I can show you intuitively where the result comes from. In the case where $f:U \subset \mathbb{R} \to \mathbb{R}$, we know that the derivative of $f$ at some $p \in U$ satisfies,
$$\lim_{h \to 0} \ \frac{f(p+h)- f(p) - f'(a)h}{h} = 0$$
i.e $d_pf(h):=f'(a)h$ is a linear map which takes vectors in $\mathbb{R}$ to vectors in $\mathbb{R}$. The definition of vector in $\mathbb{R}$ isn't geometrically appealing since vectors are just points. This is since $h-0$ which is defined to be the vector extending from $0$ to $h$, is just $h$. Hence, when transitioning to higher dimensions, we will say that $f: U \subset\mathbb{R}^n \to \mathbb{R}^m$ is differentiable at $p \in U$ if there exists a linear map $d_pf$ such that:
$$\lim_{h \to 0} \ \frac{\|f(p+h) - f(p) - d_pf(h)\|}{\|h\|} = 0$$
i.e since $v=f(p+h) - f(p)$ is a vector between $f(p)$ and $f(p+h)$, the above definition shows that $d_pf(h)$ (if it exists) is extremely close to the vector $v$ at $f(p)$. Let us now transition back to the derivative in the one variable case. Observe that we can $\phi:(-\epsilon, \epsilon) \to U \subset \mathbb{R}$ to be a smooth map with $\phi(0) = p$ and $\phi'(0) = h$ then by the chain rule;
$$d_pf(h) = \frac{d}{dt}\Bigr|_{t=0} (f \circ \phi)(t) = f'(p) \cdot \phi'(0) = f'(p) h$$
i.e the vector $h \mapsto (f \circ \phi)'(0):=d_pf(h)$. To stumble upon the derivative of $f: \mathbb{R}^n \to \mathbb{R}^m$, let us suppose that $d_pf$ is derived in the same fashion. Hence, we will define $d_pf(w) = (f \circ \phi)'(0)$ where $\phi:(-\epsilon, \epsilon) \to U \subset \mathbb{R}^n, \phi(0) = p, \phi'(0) = w$. For simplicity, let us take $n = 2, m = 3$. I will show you that $d_pf$ is independent of choice $\phi$ and it is actually a linear map.

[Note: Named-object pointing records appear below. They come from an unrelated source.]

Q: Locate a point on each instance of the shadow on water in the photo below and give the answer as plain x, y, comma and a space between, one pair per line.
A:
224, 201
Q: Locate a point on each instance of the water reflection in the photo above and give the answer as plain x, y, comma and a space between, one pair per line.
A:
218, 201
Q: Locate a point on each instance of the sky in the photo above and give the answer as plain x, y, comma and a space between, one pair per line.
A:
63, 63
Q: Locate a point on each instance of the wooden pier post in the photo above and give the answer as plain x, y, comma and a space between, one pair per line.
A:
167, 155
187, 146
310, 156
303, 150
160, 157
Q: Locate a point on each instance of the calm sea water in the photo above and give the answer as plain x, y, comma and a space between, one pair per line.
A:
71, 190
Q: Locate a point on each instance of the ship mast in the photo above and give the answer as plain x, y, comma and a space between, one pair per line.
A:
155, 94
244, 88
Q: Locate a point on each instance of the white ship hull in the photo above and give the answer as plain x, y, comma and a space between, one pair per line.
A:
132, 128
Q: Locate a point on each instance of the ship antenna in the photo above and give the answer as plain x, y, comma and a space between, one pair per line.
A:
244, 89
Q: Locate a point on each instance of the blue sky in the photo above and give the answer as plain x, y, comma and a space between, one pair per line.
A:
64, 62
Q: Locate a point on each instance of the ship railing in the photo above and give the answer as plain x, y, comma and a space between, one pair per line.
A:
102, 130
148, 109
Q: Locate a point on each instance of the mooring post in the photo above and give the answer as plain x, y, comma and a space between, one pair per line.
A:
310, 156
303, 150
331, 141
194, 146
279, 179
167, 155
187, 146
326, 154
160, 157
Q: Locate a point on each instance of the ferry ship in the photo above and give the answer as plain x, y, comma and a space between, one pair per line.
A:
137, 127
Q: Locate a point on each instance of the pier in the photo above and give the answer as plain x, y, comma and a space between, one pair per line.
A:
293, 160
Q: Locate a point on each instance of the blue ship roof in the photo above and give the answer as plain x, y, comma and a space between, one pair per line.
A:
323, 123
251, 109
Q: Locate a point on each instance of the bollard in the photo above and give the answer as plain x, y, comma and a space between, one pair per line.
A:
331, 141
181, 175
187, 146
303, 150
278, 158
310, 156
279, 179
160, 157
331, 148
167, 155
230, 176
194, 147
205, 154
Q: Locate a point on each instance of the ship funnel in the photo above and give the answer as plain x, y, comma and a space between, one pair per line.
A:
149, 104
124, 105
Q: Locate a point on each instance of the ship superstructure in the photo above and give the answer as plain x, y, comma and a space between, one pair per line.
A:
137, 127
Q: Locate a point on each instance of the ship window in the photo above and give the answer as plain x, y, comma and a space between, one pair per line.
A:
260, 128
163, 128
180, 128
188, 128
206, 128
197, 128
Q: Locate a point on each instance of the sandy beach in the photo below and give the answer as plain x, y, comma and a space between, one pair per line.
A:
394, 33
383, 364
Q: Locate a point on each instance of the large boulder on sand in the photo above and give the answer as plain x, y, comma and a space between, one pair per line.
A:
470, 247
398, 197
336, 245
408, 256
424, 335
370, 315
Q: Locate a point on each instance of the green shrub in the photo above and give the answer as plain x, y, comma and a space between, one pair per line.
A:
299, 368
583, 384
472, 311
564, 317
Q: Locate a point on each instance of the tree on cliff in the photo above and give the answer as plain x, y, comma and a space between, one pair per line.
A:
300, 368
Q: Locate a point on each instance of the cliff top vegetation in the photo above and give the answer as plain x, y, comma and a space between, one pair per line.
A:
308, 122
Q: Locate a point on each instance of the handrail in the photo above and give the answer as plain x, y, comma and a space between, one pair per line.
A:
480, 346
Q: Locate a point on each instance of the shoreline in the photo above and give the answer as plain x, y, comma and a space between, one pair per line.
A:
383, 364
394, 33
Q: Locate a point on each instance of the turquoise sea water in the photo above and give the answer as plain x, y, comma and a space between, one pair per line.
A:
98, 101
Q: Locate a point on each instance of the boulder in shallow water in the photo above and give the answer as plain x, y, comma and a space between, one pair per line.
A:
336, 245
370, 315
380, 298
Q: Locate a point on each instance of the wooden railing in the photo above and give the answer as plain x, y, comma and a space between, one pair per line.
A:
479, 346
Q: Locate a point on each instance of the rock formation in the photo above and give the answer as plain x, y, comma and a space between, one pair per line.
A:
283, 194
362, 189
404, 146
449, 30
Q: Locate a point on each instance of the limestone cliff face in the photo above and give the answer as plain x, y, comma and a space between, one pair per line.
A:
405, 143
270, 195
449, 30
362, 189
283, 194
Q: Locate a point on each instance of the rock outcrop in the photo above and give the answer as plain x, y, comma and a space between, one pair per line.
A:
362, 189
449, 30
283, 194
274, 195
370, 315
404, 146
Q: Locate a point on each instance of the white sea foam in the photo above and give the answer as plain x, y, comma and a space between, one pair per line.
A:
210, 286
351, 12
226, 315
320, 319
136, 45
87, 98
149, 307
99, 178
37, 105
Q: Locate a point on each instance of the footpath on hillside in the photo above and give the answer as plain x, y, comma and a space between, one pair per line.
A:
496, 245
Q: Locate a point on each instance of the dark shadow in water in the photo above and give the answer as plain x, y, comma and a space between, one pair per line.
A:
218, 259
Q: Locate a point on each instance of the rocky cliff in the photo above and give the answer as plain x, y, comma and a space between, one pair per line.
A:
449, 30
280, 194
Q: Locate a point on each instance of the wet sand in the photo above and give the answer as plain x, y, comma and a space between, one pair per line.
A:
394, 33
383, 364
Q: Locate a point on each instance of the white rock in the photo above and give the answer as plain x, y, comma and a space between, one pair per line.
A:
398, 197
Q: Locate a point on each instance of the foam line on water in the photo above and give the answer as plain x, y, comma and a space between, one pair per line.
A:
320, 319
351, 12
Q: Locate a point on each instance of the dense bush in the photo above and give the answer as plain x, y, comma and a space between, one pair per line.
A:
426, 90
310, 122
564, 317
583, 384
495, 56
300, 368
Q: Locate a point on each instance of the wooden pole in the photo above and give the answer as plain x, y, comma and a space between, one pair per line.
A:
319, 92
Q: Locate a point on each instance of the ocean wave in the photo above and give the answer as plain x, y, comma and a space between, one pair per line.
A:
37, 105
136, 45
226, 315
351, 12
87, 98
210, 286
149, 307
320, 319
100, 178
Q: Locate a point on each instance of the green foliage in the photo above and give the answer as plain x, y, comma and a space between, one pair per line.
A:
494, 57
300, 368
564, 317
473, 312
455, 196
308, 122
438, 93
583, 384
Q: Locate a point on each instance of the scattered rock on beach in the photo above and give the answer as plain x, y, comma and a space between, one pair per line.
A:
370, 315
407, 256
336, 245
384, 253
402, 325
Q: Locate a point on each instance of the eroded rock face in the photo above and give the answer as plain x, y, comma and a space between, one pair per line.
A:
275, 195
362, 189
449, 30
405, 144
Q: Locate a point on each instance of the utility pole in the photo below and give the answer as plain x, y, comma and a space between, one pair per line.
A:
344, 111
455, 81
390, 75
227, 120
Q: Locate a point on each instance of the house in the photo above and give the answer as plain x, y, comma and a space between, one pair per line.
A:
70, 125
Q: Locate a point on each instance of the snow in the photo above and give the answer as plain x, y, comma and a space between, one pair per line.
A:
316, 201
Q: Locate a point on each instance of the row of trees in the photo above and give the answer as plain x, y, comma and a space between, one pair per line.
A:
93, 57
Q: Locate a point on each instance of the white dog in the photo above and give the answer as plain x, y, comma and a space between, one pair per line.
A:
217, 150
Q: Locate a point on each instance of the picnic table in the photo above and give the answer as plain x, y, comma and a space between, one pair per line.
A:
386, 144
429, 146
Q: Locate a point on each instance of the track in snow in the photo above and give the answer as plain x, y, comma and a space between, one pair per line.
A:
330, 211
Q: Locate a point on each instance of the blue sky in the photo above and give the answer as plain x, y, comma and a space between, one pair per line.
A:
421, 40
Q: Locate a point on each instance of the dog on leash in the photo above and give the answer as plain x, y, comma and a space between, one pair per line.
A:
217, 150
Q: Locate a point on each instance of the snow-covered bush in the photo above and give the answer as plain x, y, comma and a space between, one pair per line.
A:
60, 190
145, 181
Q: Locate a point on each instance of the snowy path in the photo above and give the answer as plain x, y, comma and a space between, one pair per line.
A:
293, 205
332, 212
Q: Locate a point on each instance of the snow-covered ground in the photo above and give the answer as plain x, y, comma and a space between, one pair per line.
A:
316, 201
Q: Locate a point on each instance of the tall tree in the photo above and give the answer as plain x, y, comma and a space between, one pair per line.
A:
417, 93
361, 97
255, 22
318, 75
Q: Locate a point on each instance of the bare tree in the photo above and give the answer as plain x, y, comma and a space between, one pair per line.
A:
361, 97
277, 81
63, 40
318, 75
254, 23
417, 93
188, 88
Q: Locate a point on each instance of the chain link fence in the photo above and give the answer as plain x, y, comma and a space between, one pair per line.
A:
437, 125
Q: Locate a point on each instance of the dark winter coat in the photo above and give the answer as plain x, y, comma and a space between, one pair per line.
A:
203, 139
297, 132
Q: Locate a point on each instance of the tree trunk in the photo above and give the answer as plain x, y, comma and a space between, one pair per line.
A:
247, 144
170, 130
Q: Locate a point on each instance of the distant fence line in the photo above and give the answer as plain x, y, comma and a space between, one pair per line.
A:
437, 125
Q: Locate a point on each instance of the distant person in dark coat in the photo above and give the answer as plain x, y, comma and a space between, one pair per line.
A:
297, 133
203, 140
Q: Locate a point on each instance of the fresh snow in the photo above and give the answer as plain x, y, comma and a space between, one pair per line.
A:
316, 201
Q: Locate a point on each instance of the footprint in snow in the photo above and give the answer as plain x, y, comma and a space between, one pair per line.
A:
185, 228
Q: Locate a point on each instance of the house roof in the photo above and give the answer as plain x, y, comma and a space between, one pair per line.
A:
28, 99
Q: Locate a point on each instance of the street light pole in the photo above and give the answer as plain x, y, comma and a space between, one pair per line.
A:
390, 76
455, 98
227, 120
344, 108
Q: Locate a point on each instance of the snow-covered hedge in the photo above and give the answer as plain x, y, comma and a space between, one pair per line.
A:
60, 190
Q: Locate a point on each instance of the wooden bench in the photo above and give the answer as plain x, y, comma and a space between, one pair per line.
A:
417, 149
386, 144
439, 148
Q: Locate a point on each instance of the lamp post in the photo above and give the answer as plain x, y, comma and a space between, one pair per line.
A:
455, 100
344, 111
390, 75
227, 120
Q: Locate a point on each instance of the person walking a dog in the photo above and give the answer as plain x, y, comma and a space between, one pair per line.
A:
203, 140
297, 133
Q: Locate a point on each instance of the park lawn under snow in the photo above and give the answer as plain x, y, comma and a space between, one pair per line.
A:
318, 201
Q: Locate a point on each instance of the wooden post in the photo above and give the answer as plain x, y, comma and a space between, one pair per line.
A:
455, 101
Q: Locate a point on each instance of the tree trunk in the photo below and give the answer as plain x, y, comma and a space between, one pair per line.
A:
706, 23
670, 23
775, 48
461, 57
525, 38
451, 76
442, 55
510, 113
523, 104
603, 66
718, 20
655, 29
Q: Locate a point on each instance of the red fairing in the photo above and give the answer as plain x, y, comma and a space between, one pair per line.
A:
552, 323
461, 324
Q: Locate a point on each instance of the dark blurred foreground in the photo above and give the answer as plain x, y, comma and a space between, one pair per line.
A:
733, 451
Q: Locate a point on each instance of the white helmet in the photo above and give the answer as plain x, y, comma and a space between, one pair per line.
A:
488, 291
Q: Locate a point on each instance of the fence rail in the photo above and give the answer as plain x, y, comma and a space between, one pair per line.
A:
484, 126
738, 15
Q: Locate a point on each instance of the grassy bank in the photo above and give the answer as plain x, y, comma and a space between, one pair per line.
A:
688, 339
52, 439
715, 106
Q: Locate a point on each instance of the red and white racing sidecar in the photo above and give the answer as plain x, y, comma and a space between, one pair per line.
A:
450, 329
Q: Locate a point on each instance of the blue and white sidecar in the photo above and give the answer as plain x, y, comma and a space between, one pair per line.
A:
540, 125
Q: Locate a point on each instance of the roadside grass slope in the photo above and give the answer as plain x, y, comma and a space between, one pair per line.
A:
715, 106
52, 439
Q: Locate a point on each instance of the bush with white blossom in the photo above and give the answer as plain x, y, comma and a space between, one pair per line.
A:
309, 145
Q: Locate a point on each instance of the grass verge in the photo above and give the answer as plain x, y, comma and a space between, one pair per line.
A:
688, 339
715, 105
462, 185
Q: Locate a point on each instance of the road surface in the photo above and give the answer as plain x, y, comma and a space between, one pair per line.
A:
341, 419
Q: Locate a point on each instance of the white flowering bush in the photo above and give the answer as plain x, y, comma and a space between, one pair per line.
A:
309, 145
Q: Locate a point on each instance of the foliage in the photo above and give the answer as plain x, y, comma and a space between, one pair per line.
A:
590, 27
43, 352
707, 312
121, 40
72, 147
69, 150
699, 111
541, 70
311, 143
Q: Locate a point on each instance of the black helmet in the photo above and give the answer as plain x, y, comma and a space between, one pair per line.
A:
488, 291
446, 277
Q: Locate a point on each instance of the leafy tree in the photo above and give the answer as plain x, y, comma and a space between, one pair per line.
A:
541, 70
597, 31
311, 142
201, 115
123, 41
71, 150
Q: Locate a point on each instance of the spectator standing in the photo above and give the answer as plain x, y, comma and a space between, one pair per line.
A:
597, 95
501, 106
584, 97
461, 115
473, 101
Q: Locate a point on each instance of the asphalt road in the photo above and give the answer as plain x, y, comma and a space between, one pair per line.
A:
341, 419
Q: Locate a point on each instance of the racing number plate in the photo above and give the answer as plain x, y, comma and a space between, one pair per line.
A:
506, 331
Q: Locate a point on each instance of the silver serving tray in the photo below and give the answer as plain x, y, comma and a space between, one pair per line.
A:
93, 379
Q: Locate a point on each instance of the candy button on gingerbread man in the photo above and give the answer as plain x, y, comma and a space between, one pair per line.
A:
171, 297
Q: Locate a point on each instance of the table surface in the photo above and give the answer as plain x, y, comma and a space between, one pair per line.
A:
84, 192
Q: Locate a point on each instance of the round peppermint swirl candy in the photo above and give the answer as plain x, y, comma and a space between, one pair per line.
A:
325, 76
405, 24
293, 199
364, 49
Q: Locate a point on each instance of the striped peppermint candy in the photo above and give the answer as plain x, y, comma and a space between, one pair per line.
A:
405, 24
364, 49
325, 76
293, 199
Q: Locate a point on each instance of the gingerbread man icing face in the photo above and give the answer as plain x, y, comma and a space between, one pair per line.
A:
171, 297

Let $(u,v)$ be the coordinates in $\mathbb{R}^2$ and $(x,y,z)$ coordinates in $\mathbb{R}^3$. Finally, let $e_1 = (1,0), e_2 = (0,1)$ denote the basis in $\mathbb{R}^2$ and $f_1 = (1,0,0), f_2 = (0,1,0)$ and $f_3 = (0,0,1)$ be the basis in $\mathbb{R}^3$. Then given $\alpha:(-\epsilon, \epsilon) \to U$, we can write $\alpha(t) = (u(t), v(t))$ and so we have $\alpha'(0) = u'(0)e_1 + v'(0)e_2 = w$. Since we have $f(u,v) = (x(u,v),y(u,v), z(u,v))$ then:
$$(f \circ \alpha)(t) = (x(u(t),v(t)), y(u(t),v(t)), z(u(t), v(t)))$$
Thus, using the chain rule and taking derivatives at $t= 0$ we get:
$$ (f \circ \alpha)'(0) = \left(\frac{\partial x}{\partial u} \frac{du}{dt} +\frac{\partial x}{\partial v} \frac{dv}{dt}\right) f_1+ \left(\frac{\partial y}{\partial u} \frac{du}{dt} +\frac{\partial y}{\partial v} \frac{dv}{dt}\right) f_2+\left(\frac{\partial z}{\partial u} \frac{du}{dt} +\frac{\partial z}{\partial v} \frac{dv}{dt}\right) f_3$$
$$\hspace{-2.2in} =\begin{pmatrix} \dfrac{\partial x}{\partial u} & \dfrac{\partial x}{\partial v} \\ \\ \dfrac{\partial y}{\partial u} & \dfrac{\partial y}{\partial v} \\ \\ \dfrac{\partial z}{\partial u} & \dfrac{\partial z}{\partial v} \end{pmatrix} \begin{pmatrix} \dfrac{du}{dt} \\ \\ \dfrac{dv}{dt} \end{pmatrix} = d_pf (w)$$
It is up to you now to show that $d_pf$ satisfies the limit definition. My last remark is that by definition, $d_pf$ becomes the unique linear map with property satisfying the limit condition. I hope this helped.